# Strangest trade in NBA history: Portland/Pacers



## MillerTime (Jul 6, 2003)

I read this from a pretty interesting article on ESPN.com, they had some of the most "interesting and unique" NBA stories. One of the stories was "the weirdest NBA trade" and we were the ones who won it. Take a look for your self, i don't ever remember hearing the details about it, but i do remember hearing something about this, but here it is....



> *Only team to trade a player for a consultant's advice
> Indiana Pacers, Jan. 7, 1983
> 
> Jon Spoelstra earned a reputation as a marketing guru during 11 years as the Senior Vice President/General Manager of the Portland Trail Blazers. During his tenure with the team, there wasn' a game that wasn't sold out.
> ...


Link: http://sports.espn.go.com/nba/news/story?id=2147522

haha i just thought that was really funny.
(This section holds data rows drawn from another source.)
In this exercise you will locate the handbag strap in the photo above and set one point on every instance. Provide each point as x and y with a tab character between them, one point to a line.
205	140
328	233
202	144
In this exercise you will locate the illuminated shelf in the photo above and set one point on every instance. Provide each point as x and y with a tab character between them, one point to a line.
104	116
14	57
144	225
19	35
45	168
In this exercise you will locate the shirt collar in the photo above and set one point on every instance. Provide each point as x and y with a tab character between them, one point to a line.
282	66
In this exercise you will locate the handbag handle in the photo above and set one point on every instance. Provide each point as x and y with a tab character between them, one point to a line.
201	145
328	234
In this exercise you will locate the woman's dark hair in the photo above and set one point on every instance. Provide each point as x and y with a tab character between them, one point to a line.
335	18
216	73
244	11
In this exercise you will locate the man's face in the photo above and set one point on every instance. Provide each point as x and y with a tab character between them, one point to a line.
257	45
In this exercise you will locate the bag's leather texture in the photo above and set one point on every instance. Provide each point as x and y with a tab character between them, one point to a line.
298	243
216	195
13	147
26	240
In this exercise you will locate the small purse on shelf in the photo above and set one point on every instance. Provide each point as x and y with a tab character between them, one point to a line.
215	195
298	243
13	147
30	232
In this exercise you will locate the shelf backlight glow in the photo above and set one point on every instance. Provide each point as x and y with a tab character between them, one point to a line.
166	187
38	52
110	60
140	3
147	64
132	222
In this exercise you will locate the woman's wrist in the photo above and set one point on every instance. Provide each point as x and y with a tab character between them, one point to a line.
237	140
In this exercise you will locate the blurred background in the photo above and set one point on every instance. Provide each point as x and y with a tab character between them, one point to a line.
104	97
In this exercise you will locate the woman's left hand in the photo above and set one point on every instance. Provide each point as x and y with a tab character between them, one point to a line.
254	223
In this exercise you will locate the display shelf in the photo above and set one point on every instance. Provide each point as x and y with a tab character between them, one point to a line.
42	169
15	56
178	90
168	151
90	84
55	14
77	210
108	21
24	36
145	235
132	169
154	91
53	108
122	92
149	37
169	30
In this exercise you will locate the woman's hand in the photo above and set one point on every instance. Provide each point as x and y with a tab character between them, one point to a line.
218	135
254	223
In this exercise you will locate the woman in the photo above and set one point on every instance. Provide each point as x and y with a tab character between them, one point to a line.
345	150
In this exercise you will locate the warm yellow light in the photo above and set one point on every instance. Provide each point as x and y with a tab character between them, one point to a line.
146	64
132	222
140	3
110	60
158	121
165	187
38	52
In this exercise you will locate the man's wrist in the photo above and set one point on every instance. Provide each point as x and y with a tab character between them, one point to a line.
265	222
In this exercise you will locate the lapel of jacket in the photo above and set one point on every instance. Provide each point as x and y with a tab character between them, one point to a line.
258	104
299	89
Could you imagine if that happened in today's sports? lol


----------



## PaCeRhOLiC (May 22, 2005)

LOL...Wow that's really crazy, a vet player for someone's time and advice, now I've seen it all..........




*Go PaCeRs!!!!!!!!*


----------



## Grangerx33 (Mar 9, 2004)

AHAHAHAHA great find, that is too funny. :clap:


----------



## Banjoriddim (Aug 14, 2004)

what can I say... just wow. thanks for posting it MillerTime.


----------